Now, returning to the most salient point regarding expected genomes and proteomes, if naturalistic processes were in fact responsible for their origins:
The genetic code allows making some theoretical predictions about average protein size and frequency distribution [1,2,3]. Since stop codons can appear stochastically after any start codon, then larger proteins should always be less frequent than smaller proteins. The most frequent protein sizes should be 1 aa in length [4].[5]
But this is not at all consistent with empirical data. Furthermore, calculations can be made of the expected amount of junk DNA within cells, IF naturalistic processes were the only ones involved in their genesis.
Where is the mechanism within cells, to clean up the 99.9999% of junk that would naturally accompany the random search for necessarily lengthy genes? Do the math on ONE gene of 2500 codons in length. How much junk would occur under random naturalistic chemical processes? What amount of molecular resources do you think were really present in the hypothetical primordial ooz? It is irresponsible to assume unlimited resources.
1. Zhang JZ: Protein-length distributions for the three domains of life. Trends Genet 2000, 16(3):107-109.
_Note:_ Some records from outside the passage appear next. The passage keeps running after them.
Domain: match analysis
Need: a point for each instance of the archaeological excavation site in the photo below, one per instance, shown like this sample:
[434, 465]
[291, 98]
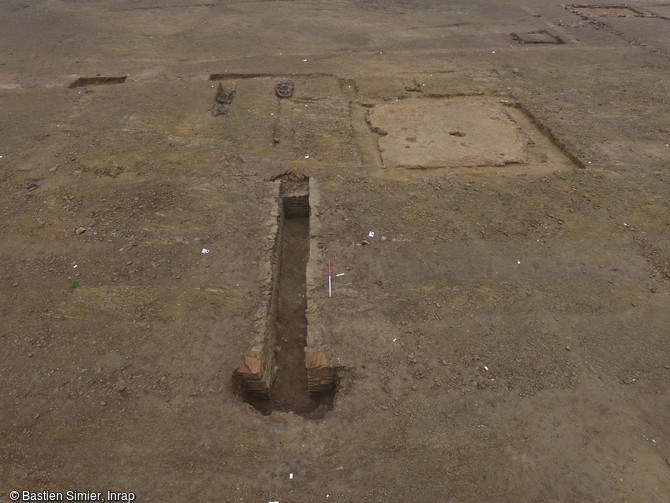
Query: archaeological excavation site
[346, 251]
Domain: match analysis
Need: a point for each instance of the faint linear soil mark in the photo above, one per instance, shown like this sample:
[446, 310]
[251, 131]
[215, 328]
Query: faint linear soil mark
[97, 81]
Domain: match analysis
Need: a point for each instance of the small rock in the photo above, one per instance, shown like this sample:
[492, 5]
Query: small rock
[284, 90]
[220, 110]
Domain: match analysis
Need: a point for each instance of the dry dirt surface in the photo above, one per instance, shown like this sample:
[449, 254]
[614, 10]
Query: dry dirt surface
[489, 182]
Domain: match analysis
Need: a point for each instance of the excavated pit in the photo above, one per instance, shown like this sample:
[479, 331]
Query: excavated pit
[296, 385]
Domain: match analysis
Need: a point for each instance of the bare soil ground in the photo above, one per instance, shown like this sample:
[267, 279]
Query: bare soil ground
[503, 336]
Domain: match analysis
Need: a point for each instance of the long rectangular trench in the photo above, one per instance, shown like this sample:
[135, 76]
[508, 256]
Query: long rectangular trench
[288, 388]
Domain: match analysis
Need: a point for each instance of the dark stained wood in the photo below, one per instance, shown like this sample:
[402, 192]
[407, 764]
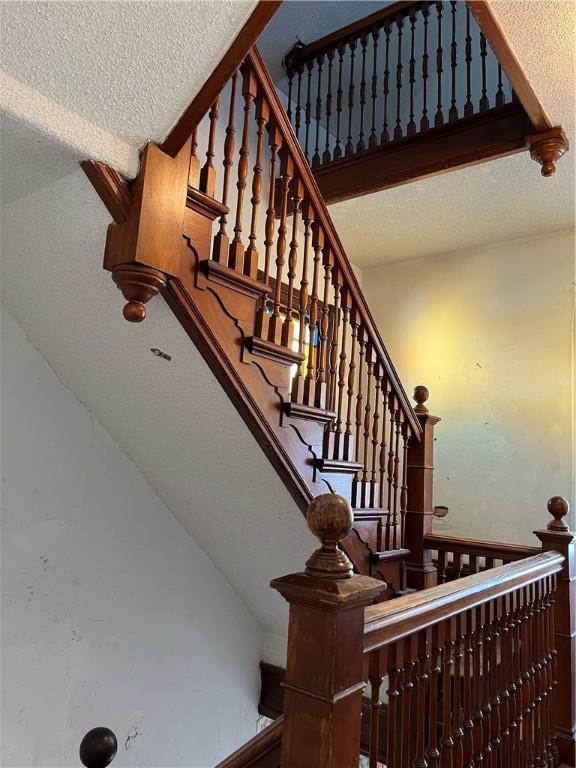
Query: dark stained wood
[420, 571]
[557, 537]
[201, 103]
[493, 32]
[114, 191]
[500, 132]
[263, 751]
[324, 675]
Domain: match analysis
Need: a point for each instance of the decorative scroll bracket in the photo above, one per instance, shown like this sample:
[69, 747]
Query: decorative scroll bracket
[547, 148]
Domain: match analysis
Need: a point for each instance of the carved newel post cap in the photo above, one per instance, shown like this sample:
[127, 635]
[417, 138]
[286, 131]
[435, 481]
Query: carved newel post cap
[547, 148]
[558, 508]
[421, 395]
[98, 748]
[330, 520]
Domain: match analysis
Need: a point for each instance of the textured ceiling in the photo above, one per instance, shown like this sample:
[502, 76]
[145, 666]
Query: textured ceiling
[100, 74]
[173, 419]
[499, 200]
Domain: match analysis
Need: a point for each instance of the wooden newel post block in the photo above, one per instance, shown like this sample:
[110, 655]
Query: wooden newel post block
[557, 536]
[420, 571]
[324, 673]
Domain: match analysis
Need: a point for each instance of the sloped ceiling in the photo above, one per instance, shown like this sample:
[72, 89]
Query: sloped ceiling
[105, 77]
[173, 419]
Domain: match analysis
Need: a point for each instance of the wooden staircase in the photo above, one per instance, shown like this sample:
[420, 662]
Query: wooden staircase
[227, 222]
[264, 289]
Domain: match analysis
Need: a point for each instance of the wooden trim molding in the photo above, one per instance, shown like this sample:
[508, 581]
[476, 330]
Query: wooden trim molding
[202, 102]
[114, 191]
[494, 34]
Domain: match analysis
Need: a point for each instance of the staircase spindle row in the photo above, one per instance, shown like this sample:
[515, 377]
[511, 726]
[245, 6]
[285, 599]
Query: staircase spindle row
[474, 689]
[396, 43]
[310, 309]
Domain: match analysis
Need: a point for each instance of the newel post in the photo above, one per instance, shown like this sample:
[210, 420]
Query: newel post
[420, 571]
[324, 675]
[557, 536]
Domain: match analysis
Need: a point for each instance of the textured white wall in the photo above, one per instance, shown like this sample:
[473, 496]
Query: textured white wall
[111, 614]
[491, 332]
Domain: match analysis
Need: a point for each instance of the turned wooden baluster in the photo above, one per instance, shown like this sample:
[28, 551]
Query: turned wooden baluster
[398, 128]
[339, 428]
[411, 127]
[194, 167]
[297, 189]
[558, 537]
[323, 695]
[406, 687]
[468, 724]
[453, 112]
[349, 148]
[422, 676]
[367, 423]
[447, 751]
[316, 156]
[393, 743]
[249, 91]
[468, 106]
[339, 96]
[298, 381]
[425, 122]
[308, 111]
[208, 172]
[311, 385]
[251, 255]
[275, 142]
[348, 436]
[484, 105]
[323, 352]
[385, 137]
[458, 728]
[375, 678]
[326, 157]
[334, 339]
[477, 714]
[499, 99]
[373, 140]
[221, 239]
[432, 752]
[375, 433]
[361, 145]
[276, 320]
[298, 111]
[98, 748]
[486, 675]
[439, 118]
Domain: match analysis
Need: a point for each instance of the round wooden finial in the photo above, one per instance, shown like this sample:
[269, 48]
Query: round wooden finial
[138, 285]
[558, 508]
[330, 520]
[98, 748]
[134, 312]
[421, 395]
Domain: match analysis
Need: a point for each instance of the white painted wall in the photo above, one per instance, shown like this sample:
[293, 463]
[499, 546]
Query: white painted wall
[111, 614]
[490, 331]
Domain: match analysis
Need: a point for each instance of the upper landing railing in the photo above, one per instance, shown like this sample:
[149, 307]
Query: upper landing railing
[404, 70]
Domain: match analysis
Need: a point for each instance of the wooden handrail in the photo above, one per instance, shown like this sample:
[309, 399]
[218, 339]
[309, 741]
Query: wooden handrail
[259, 752]
[303, 168]
[388, 622]
[491, 549]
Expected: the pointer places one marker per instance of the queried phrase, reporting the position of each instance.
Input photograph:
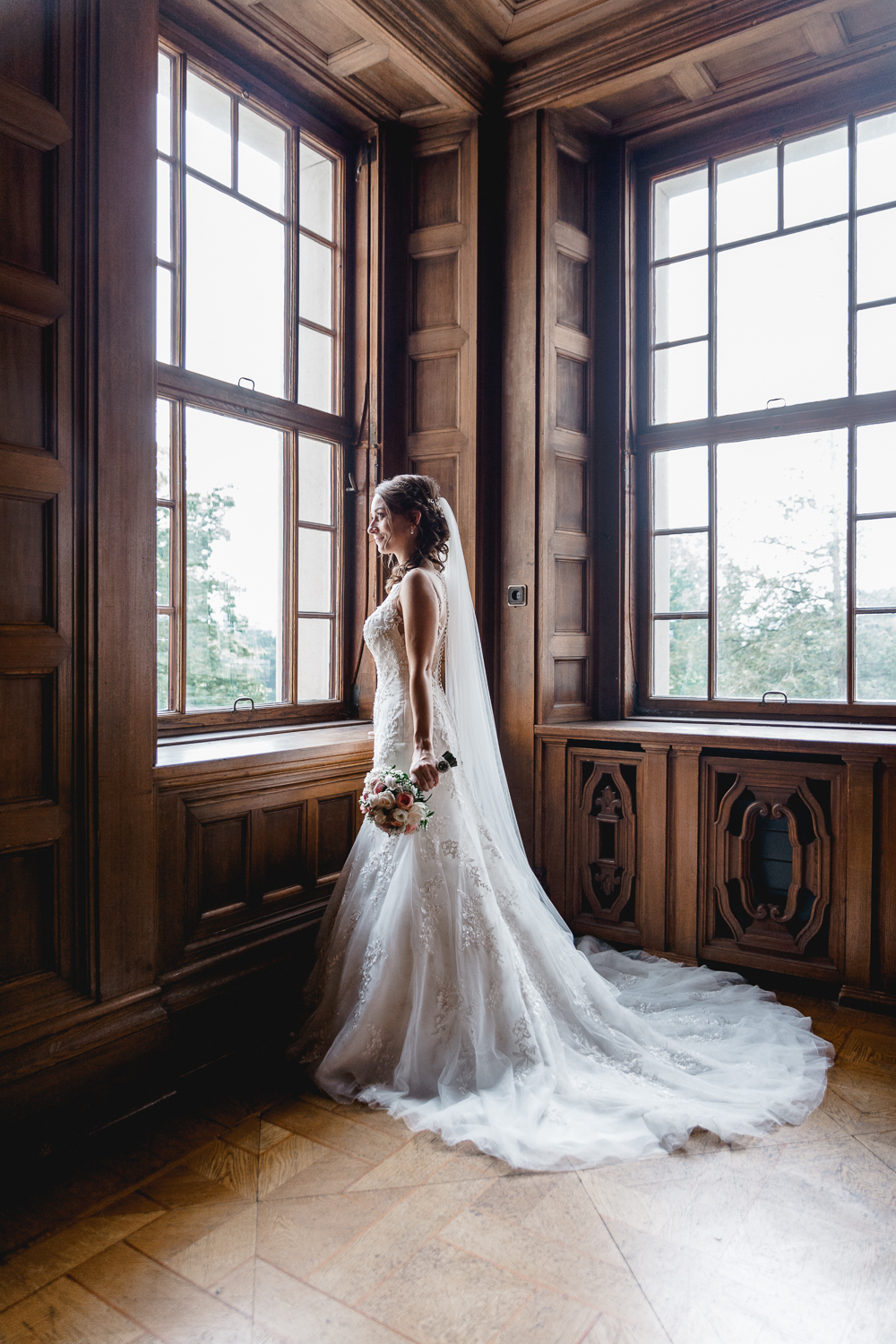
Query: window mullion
(850, 567)
(852, 282)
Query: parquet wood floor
(303, 1222)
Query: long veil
(468, 695)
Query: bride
(447, 986)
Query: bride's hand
(424, 771)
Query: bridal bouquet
(394, 803)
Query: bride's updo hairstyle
(403, 495)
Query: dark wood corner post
(683, 839)
(120, 495)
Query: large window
(250, 422)
(767, 426)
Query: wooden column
(887, 914)
(551, 838)
(860, 812)
(683, 854)
(519, 470)
(651, 867)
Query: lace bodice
(392, 714)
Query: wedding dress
(450, 992)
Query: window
(250, 429)
(767, 426)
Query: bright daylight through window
(771, 422)
(249, 301)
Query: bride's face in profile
(392, 532)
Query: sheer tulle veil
(468, 694)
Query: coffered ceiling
(619, 64)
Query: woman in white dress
(447, 988)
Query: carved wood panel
(605, 801)
(772, 887)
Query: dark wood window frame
(751, 131)
(185, 389)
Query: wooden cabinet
(721, 844)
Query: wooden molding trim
(30, 118)
(635, 43)
(30, 296)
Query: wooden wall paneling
(249, 852)
(858, 903)
(683, 832)
(565, 580)
(39, 918)
(443, 319)
(517, 562)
2. Brocchieri L, Karlin S: Protein length in eukaryotic and prokaryotic proteomes. Nucleic Acids Res 2005, 33(10):3390-3400.
3. Jukes TH, Holmquist R, Moise H: Average proteins and genetic code. Science 1976, 194(4265):642-643.
4. Oliver JL, Marin A: A relationship between GC content and coding sequence
length. J Mol Evol 1996, 43(3):216-223.
5. Tiessen et al.: Mathematical modeling and comparison of protein size distribution in different plant, animal, fungal and microbial species reveals a negative correlation between protein size and protein number, thus providing insight into the evolution of proteomes. BMC Research Notes 2012 5:85.